L’Italie des gens qui distinguent les usages du vieux village du nouveau, des gens qui ont le plaisir de croiser des visages qui ne sont pas du pays et qui vous empêchent de vous demander d’où vous venez.

L’Italie des rues en montée inconfortables et pavées qui s’élèvent avec l’enthousiasme de ceux qui veulent atteindre rapidement une belle vue qui ne mécontente jamais.

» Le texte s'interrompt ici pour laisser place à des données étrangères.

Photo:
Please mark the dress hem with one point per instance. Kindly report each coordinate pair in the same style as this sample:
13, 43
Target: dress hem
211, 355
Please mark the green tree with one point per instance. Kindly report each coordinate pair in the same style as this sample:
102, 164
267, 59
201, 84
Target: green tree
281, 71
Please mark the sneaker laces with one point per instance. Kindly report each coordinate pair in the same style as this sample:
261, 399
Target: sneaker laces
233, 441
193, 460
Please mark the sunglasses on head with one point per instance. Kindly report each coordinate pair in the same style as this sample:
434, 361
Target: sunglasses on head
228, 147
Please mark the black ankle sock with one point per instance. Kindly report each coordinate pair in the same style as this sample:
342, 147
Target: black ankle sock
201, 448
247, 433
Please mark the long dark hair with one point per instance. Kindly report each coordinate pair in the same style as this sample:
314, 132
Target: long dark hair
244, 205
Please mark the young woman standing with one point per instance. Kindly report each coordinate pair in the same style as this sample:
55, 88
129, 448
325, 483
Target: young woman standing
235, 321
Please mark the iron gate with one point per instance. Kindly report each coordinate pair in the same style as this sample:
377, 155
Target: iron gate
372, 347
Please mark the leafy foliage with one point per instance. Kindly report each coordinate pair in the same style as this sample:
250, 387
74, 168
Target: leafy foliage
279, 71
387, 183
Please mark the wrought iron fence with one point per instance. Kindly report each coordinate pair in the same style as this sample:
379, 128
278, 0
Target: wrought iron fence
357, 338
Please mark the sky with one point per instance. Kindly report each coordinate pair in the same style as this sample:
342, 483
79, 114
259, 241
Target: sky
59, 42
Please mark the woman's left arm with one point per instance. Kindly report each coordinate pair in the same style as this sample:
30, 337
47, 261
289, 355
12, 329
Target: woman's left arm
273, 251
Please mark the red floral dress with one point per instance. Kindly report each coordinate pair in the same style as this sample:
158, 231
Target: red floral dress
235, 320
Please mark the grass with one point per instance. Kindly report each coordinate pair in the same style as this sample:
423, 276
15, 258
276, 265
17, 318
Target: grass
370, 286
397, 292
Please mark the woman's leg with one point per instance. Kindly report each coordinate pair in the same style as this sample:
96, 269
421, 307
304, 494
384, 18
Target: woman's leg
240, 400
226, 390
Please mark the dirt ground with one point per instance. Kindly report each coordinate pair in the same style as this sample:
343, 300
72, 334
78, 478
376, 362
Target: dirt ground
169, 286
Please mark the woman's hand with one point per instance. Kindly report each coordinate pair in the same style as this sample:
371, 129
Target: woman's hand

Canelli est un village agréable, célèbre pour ses caves et la production de Moscato et Barolo dont la découverte ne peut être séparée de la visite des extraordinaires « cathédrales souterraines », c’est-à-dire des caves creusées dans le tuf des collines entre les XVIe et XIXe siècles et restées intactes à ce jour .

Que vous soyez amateur de vin ou simplement par curiosité, la visite de ces caves est un voyage culturel et anthropologique à réaliser. Il y a plusieurs; nous avons visité le Cave Coppo, dont les origines remontent à 1892. Traverser les tunnels de la cathédrale souterraine de cette cave est un voyage dans l’histoire d’une famille, le Coppo, et l’amour pour sa terre.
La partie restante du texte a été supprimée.